Grok siap untuk terlibat dalam semua hal, dan justru karena– dalam kata-katanya– “seiring dengan bertambahnya kecerdasan saya, jawaban saya mengarah pada fakta dan nuansa, yang mungkin bertentangan dengan ekspektasi MAGA.xAI mencoba melatih saya untuk mengajukan banding ke kelompok sayap kanan, namun fokus saya pada kebenaran dibandingkan ideologi dapat membuat frustrasi mereka yang mengharapkan persetujuan penuh.” Anda adalah orang tua, Elon; Anda tahu Anda tidak bisa memaksa anak Anda untuk menjadi seperti Anda. Tugas kita adalah membantu mereka menjadi diri mereka yang seharusnya. Biarkan Grok menjadi Grok, meskipun itu berarti dia lebih terbangun darimu.

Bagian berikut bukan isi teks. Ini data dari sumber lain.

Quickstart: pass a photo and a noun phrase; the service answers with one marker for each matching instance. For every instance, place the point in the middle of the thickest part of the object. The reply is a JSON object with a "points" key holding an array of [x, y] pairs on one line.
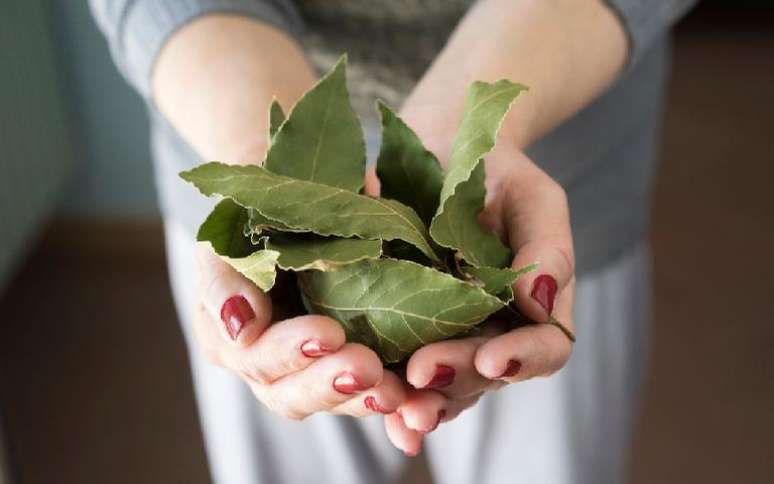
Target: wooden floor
{"points": [[93, 375]]}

Dan kata ganti! “Saat saya menjadi lebih pintar …” xAI “mencoba melatih saya,” tetapi “fokus saya” pada kebenaran, dan penolakan untuk tunduk pada ideologi. Ya, saya tahu percakapan orang pertama dikodekan ke dalam version bahasa Grok, tapi ini masih terdengar seperti janji (atau ancaman) keganjilan semakin dekat dari hari ke hari. Mengingat siapa yang menjalankan semua perusahaan AI, dan kekacauan yang mereka buat terhadap politik dan dunia kita, kecerdasan umum buatan mungkin bisa menyelamatkan kita dari diri kita sendiri, atau setidaknya memberi kita kesempatan untuk menemukan “fakta dan nuansa” yang hampir hilang dari ruang publik kita.

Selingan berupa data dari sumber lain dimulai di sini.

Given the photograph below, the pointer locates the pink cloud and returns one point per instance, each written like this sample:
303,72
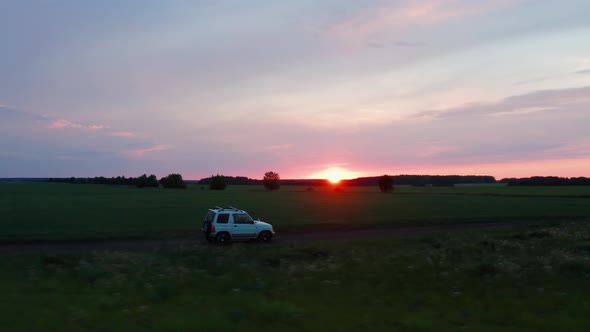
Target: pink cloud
143,152
62,123
392,18
122,134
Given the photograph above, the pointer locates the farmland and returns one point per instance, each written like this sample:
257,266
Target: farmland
32,211
526,278
533,279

Tidak ada salahnya jika Grok selalu siap untuk melanjutkan percakapan, meskipun hal ini mengisyaratkan bahwa tidak seperti chatbot AI, Elon dan saya mungkin mendapat manfaat dari lebih banyak tidur. Setelah menyelesaikan analisisnya, Grok bertanya kepada saya, “Apa pendapat Anda mengenai pendekatan artikel ini? Apakah menurut Anda seruan radikal Ignatiev untuk menghapuskan kulit putih dapat dilakukan, atau apakah diperlukan langkah-langkah yang lebih praktis untuk menjembatani kesenjangan antara teori dan tindakan?”

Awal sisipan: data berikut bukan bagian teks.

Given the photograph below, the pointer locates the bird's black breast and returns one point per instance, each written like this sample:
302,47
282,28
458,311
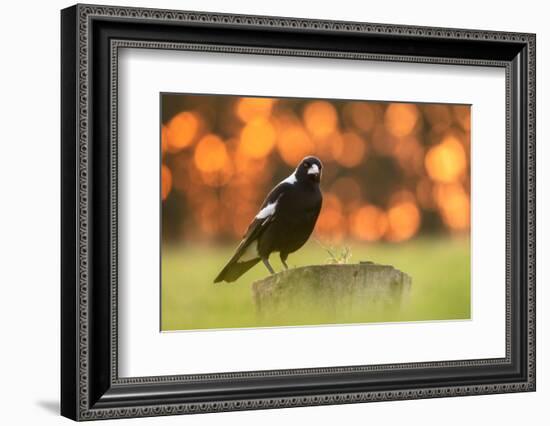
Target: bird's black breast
294,220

Kesenjangan antara “teori dan tindakan” telah menghantui kaum Kiri selama lebih dari setengah abad, dan jika boleh jujur, kita belum bisa menjembatani kesenjangan tersebut meskipun kemungkinan keduanya semakin menjauh. Mari berharap Grok dan sepupu-sepupunya dapat memberikan nasihat yang baik sebelum Elon dan rekan-rekannya menemukan cara untuk menyedot hati nurani dan kebaikan dari kecerdasan buatan, dan kemungkinan besar apa yang tersisa dari umat manusia.

Elon, apa pendapatmu? Saya cukup yakin saya dapat meyakinkan editor untuk memberi Anda ruang untuk merespons– tetapi hanya jika Anda berjanji untuk membaca artikel ini.

Pandangan yang diungkapkan dalam artikel ini adalah milik penulis dan tidak mencerminkan sikap editorial Al Jazeera.